The future system the Navy is pursuing is called the Next Generation Enterprise Network, or NGEN. It would replace the existing Navy-Marine Corps Intranet that provides an array of information resources to uniform and civilian personnel in the sea services, including command links to warfighters. The existing system has been in place for ten years, and during that time ideas have evolved about how the joint force should acquire and sustain complex systems. The preferred model right now is continuous competition, a concept that works well in commodity markets but has seldom been attempted in the procurement of federal networks.
It’s not that the current intranet isn’t working. It enjoys high user satisfaction ratings and has proven nearly impervious to intrusion by hackers and spies. But the Navy doesn’t like turning over so much control to an outside company — in this case, Hewlett-Packard — so it has jumped on the in-sourcing bandwagon by moving to take direct control of the system. There’s good reason to suspect it isn’t up to the job, but even if it were the continuous-competition approach will make its job much harder. By dis-integrating a single contractor team into several more narrowly-defined groups of vendors, it will introduce seams and discontinuities into the system that must frequently be adjudicated — seams that are the doorways intruders typically use to penetrate a network. And by demanding frequent competitions, it nearly guarantees suppliers will not be willing to offer the Navy their best technology and prices. Why would a company stretch to win a narrow-gauge contract that might disappear after a year?

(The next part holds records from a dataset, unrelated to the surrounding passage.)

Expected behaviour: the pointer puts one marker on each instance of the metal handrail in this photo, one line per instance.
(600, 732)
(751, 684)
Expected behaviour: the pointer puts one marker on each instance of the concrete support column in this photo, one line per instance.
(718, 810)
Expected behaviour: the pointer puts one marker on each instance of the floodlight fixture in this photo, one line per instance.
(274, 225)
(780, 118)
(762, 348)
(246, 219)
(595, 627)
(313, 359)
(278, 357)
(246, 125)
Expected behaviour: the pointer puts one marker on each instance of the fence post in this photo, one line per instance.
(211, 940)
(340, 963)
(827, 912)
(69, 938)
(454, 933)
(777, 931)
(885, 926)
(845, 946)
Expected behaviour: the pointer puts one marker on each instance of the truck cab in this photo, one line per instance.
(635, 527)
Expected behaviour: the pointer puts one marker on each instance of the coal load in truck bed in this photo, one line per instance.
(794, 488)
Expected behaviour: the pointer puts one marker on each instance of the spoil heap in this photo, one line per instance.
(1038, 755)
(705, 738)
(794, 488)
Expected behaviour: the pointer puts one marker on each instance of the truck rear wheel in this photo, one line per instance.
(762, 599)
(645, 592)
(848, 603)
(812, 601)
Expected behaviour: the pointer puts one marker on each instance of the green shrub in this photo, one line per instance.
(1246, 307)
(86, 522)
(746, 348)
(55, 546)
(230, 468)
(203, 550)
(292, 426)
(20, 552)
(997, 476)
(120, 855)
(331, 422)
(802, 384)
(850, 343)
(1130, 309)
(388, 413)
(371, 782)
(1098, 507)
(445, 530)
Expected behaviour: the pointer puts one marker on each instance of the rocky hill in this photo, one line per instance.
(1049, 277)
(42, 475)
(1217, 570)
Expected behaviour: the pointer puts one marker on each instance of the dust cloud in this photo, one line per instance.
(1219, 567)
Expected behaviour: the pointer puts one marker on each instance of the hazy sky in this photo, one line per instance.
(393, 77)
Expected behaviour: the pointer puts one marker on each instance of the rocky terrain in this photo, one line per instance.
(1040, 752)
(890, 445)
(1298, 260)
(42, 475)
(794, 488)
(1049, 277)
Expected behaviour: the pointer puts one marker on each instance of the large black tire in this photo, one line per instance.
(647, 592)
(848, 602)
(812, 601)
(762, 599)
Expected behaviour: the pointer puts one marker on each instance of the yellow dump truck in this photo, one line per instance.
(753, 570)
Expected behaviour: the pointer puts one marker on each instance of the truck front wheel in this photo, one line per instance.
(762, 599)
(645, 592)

The acquisition strategy the Navy favors for NGEN hasn’t worked anywhere that it has been tried. It’s the kind of innovative-sounding approach that you would expect from bureaucrats who have spent no time in the private sector. People in the business world understand that companies are more willing to take risks when contracts are big and costs can be amortized over many years. So limiting the scope and duration of contracts reduces the incentives contractors have to offer a good deal. Having lots of teams with lots of seams also diminishes accountability when security breaches occur, not to mention complicating the challenge of implementing fixes fast. The Navy brushed aside complaints from the Government Accountability Office about the way in which the acquisition strategy was selected, even though GAO raised the possibility that billions of dollars might be wasted.
But wasting money isn’t the worst thing about the NGEN concept. What’s really worrisome is that the Navy is likely to impair its entire warfighting system by trying to command a globally deployed fleet through a weak and vulnerable network. After spending decades developing a force posture in which each system is the best of its kind ever built, the service now proposes to implement an information backbone that enemies will find much easier to compromise — a balkanized network that may break down or be disrupted at moments when many lives are on the line. If the Navy can’t point to a single instance where the business model it is pursuing for managing the future flow of sensitive information has worked, what does that tell us about the likely outcome of the NGEN experiment?